Le président du tribunal a désigné Mme Mettetal-Maxant, première conseillère, en application de l’article L. 511-2 du code de justice administrative, pour statuer sur les requêtes en référé.
Les parties ont été régulièrement averties du jour de l’audience du 10 novembre 2025 à 10h00.
Le rapport de Mme Mettetal-Maxant, juge des référés, a été entendu au cours de l’audience publique, tenue en présence de M. Grospierre, greffier d’audience :
Les parties n’étaient ni présentes, ni représentées.

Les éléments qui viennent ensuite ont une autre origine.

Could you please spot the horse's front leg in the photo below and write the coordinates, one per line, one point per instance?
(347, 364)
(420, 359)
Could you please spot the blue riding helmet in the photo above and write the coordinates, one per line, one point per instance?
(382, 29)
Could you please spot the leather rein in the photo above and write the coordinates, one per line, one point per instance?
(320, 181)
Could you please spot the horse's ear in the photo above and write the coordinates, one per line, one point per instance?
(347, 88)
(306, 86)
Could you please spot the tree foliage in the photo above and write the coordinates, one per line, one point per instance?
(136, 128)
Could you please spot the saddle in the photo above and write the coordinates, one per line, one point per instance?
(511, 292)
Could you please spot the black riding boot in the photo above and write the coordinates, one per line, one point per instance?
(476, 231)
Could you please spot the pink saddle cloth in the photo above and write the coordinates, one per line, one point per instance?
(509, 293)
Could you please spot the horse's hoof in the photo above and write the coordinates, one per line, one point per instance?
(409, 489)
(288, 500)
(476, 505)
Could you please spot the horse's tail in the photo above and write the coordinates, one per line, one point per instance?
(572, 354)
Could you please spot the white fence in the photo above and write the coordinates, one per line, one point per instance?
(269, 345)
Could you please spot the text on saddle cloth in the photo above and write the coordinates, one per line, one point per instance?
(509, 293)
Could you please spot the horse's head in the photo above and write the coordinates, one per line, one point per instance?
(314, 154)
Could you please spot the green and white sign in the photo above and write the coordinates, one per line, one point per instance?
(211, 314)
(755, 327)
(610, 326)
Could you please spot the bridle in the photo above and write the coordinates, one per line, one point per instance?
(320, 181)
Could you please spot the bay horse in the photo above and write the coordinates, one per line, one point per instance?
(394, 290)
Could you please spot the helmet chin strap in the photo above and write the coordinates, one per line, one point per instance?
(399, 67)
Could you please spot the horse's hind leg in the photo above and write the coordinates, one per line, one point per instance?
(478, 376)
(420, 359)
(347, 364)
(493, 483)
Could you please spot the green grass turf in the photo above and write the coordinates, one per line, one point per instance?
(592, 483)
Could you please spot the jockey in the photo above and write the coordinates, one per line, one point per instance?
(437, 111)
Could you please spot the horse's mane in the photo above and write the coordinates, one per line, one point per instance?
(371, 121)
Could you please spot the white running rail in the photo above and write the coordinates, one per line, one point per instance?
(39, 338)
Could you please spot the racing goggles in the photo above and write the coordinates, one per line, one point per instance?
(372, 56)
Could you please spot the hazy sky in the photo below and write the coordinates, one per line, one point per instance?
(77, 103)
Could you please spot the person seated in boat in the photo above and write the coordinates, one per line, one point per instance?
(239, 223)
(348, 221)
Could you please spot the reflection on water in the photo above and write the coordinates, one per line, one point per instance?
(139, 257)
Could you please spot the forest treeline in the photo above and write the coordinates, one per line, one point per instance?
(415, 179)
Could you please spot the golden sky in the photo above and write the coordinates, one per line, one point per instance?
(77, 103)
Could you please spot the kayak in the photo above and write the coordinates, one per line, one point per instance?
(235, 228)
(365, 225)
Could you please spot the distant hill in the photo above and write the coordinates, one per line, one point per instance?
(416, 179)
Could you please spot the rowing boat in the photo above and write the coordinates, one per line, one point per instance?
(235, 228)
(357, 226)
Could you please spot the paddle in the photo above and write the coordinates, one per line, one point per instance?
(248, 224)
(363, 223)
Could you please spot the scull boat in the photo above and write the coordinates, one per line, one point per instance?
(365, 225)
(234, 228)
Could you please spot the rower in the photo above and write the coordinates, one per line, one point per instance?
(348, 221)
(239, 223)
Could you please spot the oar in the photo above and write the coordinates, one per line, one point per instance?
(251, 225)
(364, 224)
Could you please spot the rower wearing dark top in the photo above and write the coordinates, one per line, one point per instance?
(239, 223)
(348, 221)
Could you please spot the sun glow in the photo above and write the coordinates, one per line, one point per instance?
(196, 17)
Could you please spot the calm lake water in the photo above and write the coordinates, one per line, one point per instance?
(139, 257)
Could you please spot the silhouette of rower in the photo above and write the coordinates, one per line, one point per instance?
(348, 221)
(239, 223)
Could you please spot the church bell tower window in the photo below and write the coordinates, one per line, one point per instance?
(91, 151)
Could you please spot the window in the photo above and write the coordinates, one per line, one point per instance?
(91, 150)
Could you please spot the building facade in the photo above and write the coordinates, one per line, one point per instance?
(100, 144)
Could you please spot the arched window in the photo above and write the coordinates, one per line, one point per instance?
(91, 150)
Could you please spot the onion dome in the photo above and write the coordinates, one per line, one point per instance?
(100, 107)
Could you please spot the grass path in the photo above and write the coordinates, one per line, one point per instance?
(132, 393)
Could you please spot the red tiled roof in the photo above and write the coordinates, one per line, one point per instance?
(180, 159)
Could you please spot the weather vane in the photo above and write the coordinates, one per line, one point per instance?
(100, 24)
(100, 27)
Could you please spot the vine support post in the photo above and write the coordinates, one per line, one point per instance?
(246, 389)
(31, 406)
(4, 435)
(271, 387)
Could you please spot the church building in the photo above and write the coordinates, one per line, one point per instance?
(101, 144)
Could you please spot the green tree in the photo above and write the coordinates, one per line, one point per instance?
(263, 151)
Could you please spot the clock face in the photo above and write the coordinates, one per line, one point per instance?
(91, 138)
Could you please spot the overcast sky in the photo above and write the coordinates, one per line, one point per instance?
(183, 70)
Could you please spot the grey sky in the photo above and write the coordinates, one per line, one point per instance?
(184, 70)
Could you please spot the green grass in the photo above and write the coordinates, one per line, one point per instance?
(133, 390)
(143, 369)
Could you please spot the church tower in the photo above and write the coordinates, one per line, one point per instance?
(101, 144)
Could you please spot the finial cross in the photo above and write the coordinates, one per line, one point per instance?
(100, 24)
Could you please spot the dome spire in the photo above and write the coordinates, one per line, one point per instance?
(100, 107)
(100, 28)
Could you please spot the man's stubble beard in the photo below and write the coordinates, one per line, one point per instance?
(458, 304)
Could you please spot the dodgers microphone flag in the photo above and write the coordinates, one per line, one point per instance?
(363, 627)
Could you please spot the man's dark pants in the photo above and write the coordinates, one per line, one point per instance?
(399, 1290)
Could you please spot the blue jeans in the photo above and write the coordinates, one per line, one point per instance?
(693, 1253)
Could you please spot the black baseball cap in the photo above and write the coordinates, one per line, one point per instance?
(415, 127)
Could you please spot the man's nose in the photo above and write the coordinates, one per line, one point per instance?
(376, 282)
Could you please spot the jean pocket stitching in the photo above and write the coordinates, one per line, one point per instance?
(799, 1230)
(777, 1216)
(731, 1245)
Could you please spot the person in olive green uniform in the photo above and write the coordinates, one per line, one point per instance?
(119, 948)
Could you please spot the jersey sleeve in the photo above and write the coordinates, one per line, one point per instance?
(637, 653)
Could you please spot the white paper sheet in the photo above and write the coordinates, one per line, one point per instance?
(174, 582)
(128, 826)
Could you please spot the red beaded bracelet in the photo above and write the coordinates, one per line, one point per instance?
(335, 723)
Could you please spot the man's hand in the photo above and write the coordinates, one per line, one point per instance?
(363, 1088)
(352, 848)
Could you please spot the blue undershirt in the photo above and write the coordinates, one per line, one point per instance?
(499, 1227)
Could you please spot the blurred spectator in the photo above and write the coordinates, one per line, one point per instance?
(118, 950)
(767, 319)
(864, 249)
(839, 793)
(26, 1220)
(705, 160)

La clôture de l’instruction a été prononcée à l’issue de l’audience publique.
Considérant ce qui suit :
1. M. A…, ressortissant afghan né le 24 décembre 1998, s’est vu accorder le bénéfice de la protection subsidiaire par une décision de l’Office français de protection des réfugiés et apatrides du 20 octobre 2020. Le 14 avril 2025, il a sollicité un titre de séjour sur la plateforme de l’administration numérique pour les étrangers en France (ANEF), et a été mis en possession d’une attestation de prolongation d’instruction valable jusqu’au 13 octobre 2025. Le silence gardé par le préfet pendant quatre mois sur cette demande a fait naître une décision implicite de rejet. Par la présente requête, il demande au juge des référés, statuant sur le fondement des dispositions de l’article L. 521-1 du code de justice administrative, d’ordonner la suspension de l’exécution de la décision par laquelle le préfet des Hauts-de-Seine a implicitement refusé de faire droit à sa demande de titre de séjour en qualité de bénéficiaire de la protection subsidiaire.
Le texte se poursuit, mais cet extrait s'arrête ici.